Cairo this year has not seemed a good place for research. The city has been marked by closed doors and death. The doors to the Townhouse Gallery downtown were mysteriously shut by the authorities at the end of last year and in early February Italian researcher Giulio Regeni was discovered dead just off the Cairo-Alexandria Desert Road. It was with a certain trepidation that I arrived in Egypt.
Every time I come to Cairo, one of the first things I do is make my way to the 18th-century Takiyya (Sufi lodge) of Sultan Mahmud. There, in the basement of this Ottoman building, whose cells are now being used as offices for the Ministry of Antiquities, is Mustafa Sadiq’s bookshop. It was my PhD supervisor, Marilyn Booth, who first introduced me to Mustafa, the self-styled ‘friend of researchers’, whose bookselling business goes back to his great-grandfather, making it one of the oldest still running in Cairo.
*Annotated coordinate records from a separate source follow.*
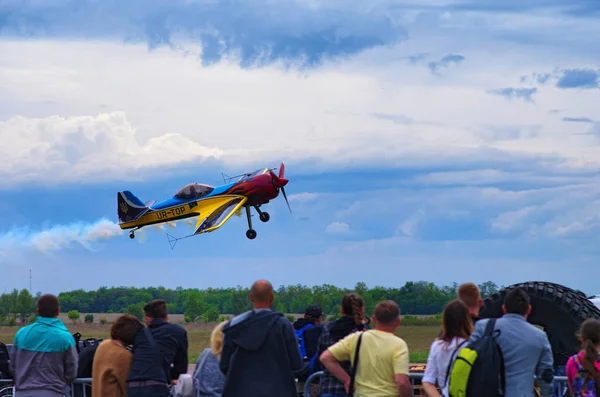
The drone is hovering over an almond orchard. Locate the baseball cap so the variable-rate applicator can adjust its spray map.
[304,305,323,318]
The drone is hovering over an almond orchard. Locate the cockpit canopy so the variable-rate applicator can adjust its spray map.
[174,183,215,200]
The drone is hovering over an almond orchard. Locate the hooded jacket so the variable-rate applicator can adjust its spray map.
[220,309,305,397]
[10,316,78,396]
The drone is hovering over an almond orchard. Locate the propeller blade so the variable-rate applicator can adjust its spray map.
[281,186,292,212]
[279,162,285,179]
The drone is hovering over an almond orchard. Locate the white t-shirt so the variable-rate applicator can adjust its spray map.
[422,337,466,397]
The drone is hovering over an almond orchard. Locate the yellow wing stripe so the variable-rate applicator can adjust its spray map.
[195,196,248,234]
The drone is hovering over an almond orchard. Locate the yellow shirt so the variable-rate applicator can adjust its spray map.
[329,329,408,397]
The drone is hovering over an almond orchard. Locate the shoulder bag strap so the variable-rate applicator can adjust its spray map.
[348,332,365,397]
[442,339,469,388]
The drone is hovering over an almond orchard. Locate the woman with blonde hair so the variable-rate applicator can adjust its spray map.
[421,299,473,397]
[194,321,228,397]
[92,314,144,397]
[310,292,370,397]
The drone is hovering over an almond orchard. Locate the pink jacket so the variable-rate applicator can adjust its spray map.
[566,350,600,392]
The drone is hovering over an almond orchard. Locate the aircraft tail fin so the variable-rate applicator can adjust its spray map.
[117,190,149,223]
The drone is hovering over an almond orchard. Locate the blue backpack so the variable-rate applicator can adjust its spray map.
[296,323,317,374]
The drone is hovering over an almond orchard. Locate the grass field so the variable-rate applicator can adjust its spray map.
[0,314,440,364]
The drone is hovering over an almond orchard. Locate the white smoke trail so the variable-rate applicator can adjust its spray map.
[0,218,124,257]
[0,217,204,255]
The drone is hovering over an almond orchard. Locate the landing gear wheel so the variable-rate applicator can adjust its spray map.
[479,281,600,368]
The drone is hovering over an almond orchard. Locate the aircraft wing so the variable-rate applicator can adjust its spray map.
[194,196,248,234]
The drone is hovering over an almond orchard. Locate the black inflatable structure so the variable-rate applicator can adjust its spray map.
[480,281,600,367]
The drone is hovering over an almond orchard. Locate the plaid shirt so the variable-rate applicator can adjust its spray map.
[315,323,368,395]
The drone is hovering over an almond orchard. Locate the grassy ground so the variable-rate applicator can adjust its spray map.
[0,316,440,364]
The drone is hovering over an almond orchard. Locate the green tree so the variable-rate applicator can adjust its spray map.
[16,289,35,323]
[184,292,205,322]
[67,310,81,324]
[204,306,221,323]
[478,281,498,299]
[124,303,145,321]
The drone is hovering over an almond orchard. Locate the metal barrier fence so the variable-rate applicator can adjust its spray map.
[304,371,570,397]
[0,371,569,397]
[0,378,92,397]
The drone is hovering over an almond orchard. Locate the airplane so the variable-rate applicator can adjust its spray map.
[117,163,292,244]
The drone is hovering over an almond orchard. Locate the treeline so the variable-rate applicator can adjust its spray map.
[0,281,501,324]
[0,289,41,326]
[52,281,499,321]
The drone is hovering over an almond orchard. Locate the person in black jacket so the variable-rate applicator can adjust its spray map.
[127,300,188,397]
[294,305,323,396]
[220,280,306,397]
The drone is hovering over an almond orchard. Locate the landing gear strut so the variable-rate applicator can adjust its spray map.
[246,207,256,240]
[254,205,271,222]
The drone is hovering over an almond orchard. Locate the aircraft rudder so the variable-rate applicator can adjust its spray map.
[117,190,148,223]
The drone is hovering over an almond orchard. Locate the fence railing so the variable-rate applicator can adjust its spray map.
[0,371,569,397]
[304,371,569,397]
[0,378,92,397]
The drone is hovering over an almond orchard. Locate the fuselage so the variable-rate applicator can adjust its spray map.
[120,168,279,229]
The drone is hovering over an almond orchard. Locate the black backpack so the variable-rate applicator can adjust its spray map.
[448,318,506,397]
[0,342,13,379]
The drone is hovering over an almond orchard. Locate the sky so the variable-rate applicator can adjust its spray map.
[0,0,600,295]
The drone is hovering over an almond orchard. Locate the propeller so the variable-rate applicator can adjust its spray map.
[269,163,292,212]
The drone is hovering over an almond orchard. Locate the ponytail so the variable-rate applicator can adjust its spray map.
[342,292,365,326]
[581,339,600,396]
[350,296,363,325]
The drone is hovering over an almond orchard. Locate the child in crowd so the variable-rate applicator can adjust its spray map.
[566,320,600,397]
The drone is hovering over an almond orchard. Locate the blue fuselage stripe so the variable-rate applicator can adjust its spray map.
[150,182,236,210]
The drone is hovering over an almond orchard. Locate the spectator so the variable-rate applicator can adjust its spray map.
[422,299,473,397]
[321,301,412,397]
[294,305,323,395]
[220,280,305,397]
[458,283,483,324]
[92,314,144,397]
[470,287,554,397]
[194,321,227,397]
[566,319,600,396]
[311,292,369,397]
[127,300,188,397]
[10,295,77,397]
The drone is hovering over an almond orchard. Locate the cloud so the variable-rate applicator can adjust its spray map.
[488,87,538,103]
[0,0,407,67]
[372,113,415,124]
[325,222,350,234]
[562,117,594,123]
[0,219,123,254]
[556,69,600,89]
[429,54,465,74]
[521,73,553,85]
[288,192,320,203]
[0,112,222,184]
He is a legendary figure among academics and his name is a common feature of the acknowledgement sections of scholarly books on Egypt. He has counted former grand mufti of Egypt, Ali Gomaa, among his customers. If you are interested, he can be glimpsed briefly (with his books) in the documentary Uum Kulthum: A Voice like Egypt.
Our routine goes as follows. I turn up in the early afternoon if it is winter, or in the evening when the summer days are too stifling for business. I greet Mustafa, who sits on a chair at the front of the shop or is putting out books for display. As soon as he sees me he orders coffee from the local café. We talk for a while and he tells me if he has any exciting new things in. Once the coffee has arrived I go downstairs and begin to dig through the shop.
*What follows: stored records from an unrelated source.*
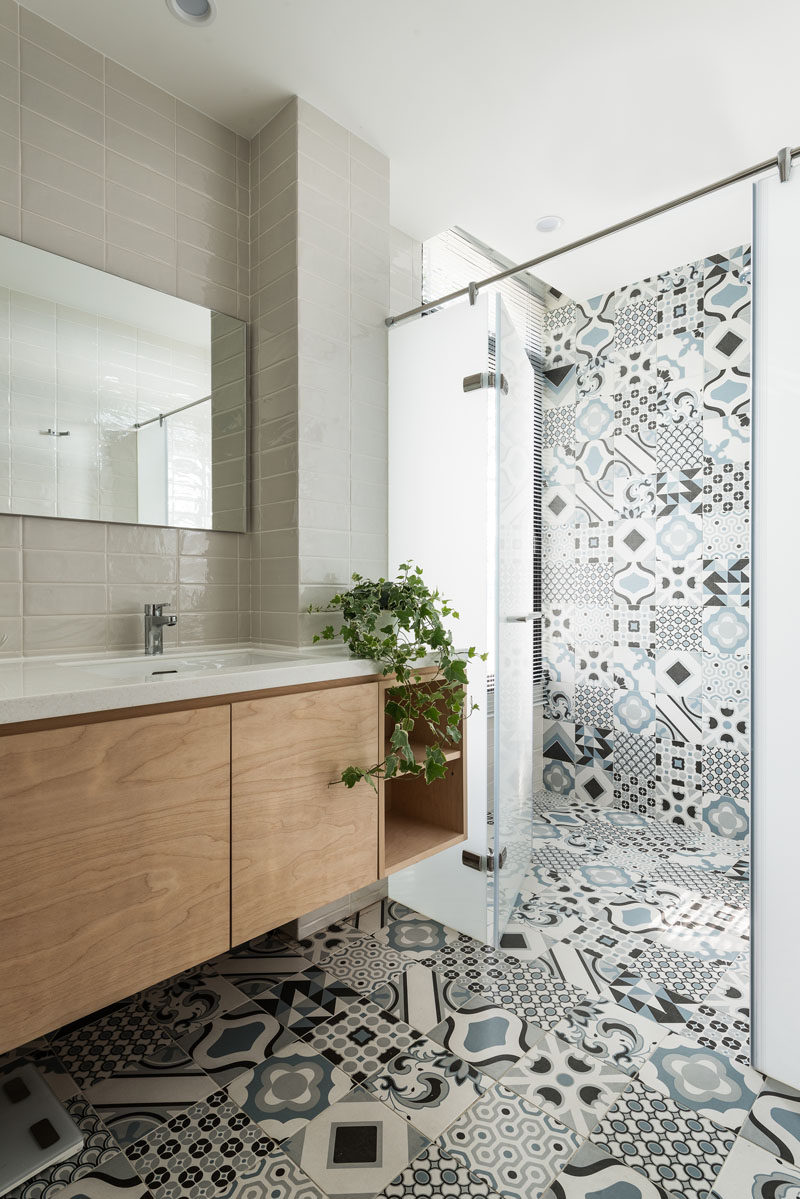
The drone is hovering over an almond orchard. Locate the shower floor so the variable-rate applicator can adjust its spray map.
[0,796,786,1199]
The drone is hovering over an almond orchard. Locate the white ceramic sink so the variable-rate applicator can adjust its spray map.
[62,650,300,682]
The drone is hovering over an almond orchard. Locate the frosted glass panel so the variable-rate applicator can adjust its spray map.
[752,167,800,1087]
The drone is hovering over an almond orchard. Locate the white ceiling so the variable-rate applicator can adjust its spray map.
[18,0,800,293]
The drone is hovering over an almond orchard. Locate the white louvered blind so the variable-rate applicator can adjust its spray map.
[422,228,545,703]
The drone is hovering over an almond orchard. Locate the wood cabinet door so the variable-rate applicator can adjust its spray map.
[231,682,379,945]
[0,705,230,1052]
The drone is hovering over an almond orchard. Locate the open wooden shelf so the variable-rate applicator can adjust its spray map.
[378,681,467,878]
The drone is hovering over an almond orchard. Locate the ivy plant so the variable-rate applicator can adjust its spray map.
[309,562,487,790]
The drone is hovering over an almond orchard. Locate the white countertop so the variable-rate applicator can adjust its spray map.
[0,646,377,724]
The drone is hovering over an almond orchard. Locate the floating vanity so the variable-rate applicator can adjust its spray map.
[0,649,467,1053]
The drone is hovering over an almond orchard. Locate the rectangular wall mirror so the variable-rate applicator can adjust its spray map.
[0,237,247,532]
Downstairs is a small vaulted room with books piled from floor to ceiling in the traditional Arabic way: not horizontally along the shelves, but vertically one on top of the other. I then spend an hour examining these stacks and transferring their layers of dust on to my hands. Starting on the piles that Mustafa has set out for me, but soon disappearing into other neglected corners of the shop, I pick out a haul of books to buy. The clutter of my desk is testament to the range and quantity of Mustafa Sadiq’s stock. As well as a glut of books on Egyptian theatre and Sudanese literature I have found 19th-century books on agriculture, a French manual of classical erotology, and a collection of poems about trams. Once, behind a stack of books, I found a jar containing a large pickled fish; I did not buy it.
If you stay an hour in the shop, several other customers will come and go; some to sell their books and others to buy. Two schoolboys once came in looking for a particular book of medieval magic. Hoping to put them off, Mustafa said he could get it for 200 Egyptian pounds. When he saw them mentally calculating whether they could get it together he told them to go and do their homework. After a man was arrested for carrying a copy of Orwell’s 1984 this was where people came to look for a copy.
This time, I made the walk towards Sultan Mahmud’s Takiyya only to find the door of the bookshop bolted with a large padlock (a common sight in Egypt at the moment). Mustafa’s brother Ahmed has an antiques shop next door, so I went to talk to him. When I asked about his brother he looked down for a second. He told me that Mustafa had passed away exactly 40 days ago – he had been very ill. He suggested that I come back in a few days and he could open up Mustafa’s shop. Though it seemed slightly mercenary, I agreed.
The following Wednesday evening at 7pm, I turned up at the shop. Ahmed told me that it was the first time they had opened it up since Mustafa’s death. In the entrance stood the table where we used to share coffee. Against it leaned Mustafa’s cane. Ahmed apologised for the mess inside: he had not had time to tidy up. Still, it seemed to me neater than ever before. Perhaps it was just emptier without Mustafa, more sterile.
It didn’t feel quite right to be buying anything, but since the shop had been opened for me I picked out a typewritten copy of a set of lectures given at the Egyptian Cultural Centre in London from 1942 and a translation of Euripides’ Ion into Arabic. It felt like an insufficient tribute to the man who made my life in Egypt and that of so many researchers more productive and more pleasant. At a time when the death of a young Italian scholar is still fresh in people’s memories and doors seem to be closing all around, the death of the ‘friend of researchers’ feels like another great loss.